Here the chipmunk turned slightly, cocking his head in Nathaniel's direction, but Nathaniel continued on only half noticing him.

"I mean," said Nathaniel. "She talks about us having a future, but all she really seems to care about is this nasty apple business and I—"

The chipmunk began chirping away in a very speedy and unintelligible manner, but it was enough to break Nathaniel's thoughts for a realization to suddenly dawn upon him, but then he had very rarely until his time here been truly self conscious of himself.

"I'm helping her!"

The chipmunk could only agree, and he held out his paws as if to ask how Nathaniel could have just figured that out now.

"I mean what does that say about me?" Nathaniel demanded, staring into the hamster ball.

At this the chipmunk became very animated and scurrying about in his ball he began squeaking and ranting again in a very speedy hardly intelligible manner, but with knowing the chipmunk's agenda in wanting to have his friend rescued from death it was not hard to figure out the gist of what he trying to get though to Nathaniel as the little creature pointed towards him and then at the building with the glass doors.

Nathaniel looked out the window to the building just at hand. Beyond lay the ball in which Narissa would soon have Giselle dead. He looked at the bright green numbers inside the car in which held the time. It was not yet midnight.

"You're right!" Nathaniel exclaimed turning back to the chipmunk. "You're absolutely right!"

Quickly he placed the ball onto the passenger's seat and taking off his turban he placed that behind the ball. The chipmunk was still ranting, but Nathaniel paid little heed. Instead he thanked the chipmunk before grabbing his coat, and flinging open the car door he hurried across the street careful to not get hit by any other car which was zooming by.

The last thought that came into his mind before coming to the broad wooden doors of the ballroom inside were the words of Narissa, "We must strive to make our own Happily Ever Afters". However, the words held a totally different meaning in his mind than they did just moments ago.
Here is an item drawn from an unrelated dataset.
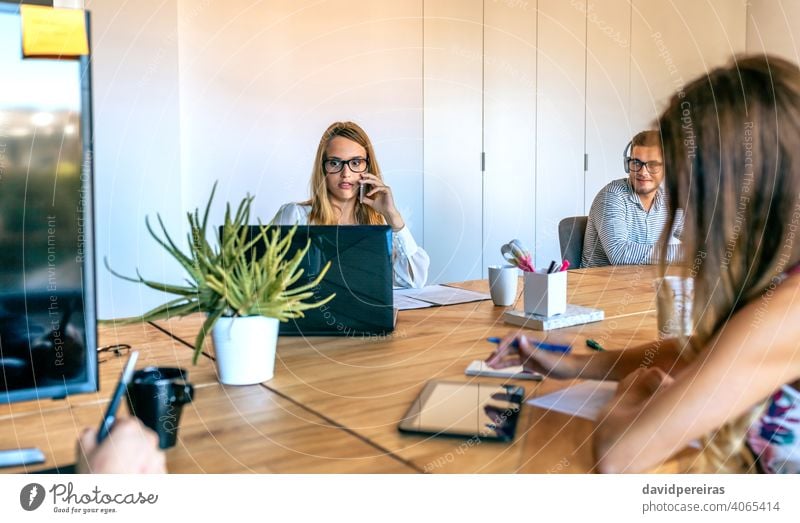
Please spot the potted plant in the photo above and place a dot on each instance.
(243, 294)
He had known all along that killing the girl was wrong. He had known all along that he should not have gone along with Narissa's plan, but until that moment had not occurred to Nathaniel that he had a solemn duty to himself as a human being over his own actions. That he could consciously think about his actions both good and bad. That did not mean ruining the lives of others to reach one's Happily Ever After as Narissa thought. Whether or not he would ever have his own Happily Ever After in the Andalasian meaning of the phrase he could at least be happy with himself that he had done all he could to stop someone to destroy the lives of two very innocent people who could be happy, and that was more satisfying to his heart than any vile wedlock ever could have been. It would have done nothing but enslave him more had he ever gotten what he had truly desired before this point. There was something more important than satisfying selfish and even injurious desires: doing what one knew was right!

"… she fainted …" Narissa was just trying to settled the party about.

Anyone could see there was far more to it than a fainting spell when one looked upon that poor girl so deathly pale when she had just earlier that day been full of color and life. Nathaniel's eyes lingered on Giselle for only a moment. As he lifted them to Narissa he felt a sudden fear that drew him back a pace or two, and he bit his lip.

She was stalling. Trying to keep anyone from going too near until the clock began to strike, but he could see for the first time in his life a fear in Narissa. Her confidence was not what he had always thought it was. It was this alone that helped him gather up enough courage the last time she tried to convince everyone that the girl had merely fainted to approach her. Slowly, perhaps, but surely.

She was still unaware of his presence, and it was not until he opened his mouth that she did and with quite a start. And what he said, he spoke more seriously than he had ever said anything in his whole life. "No, she didn't."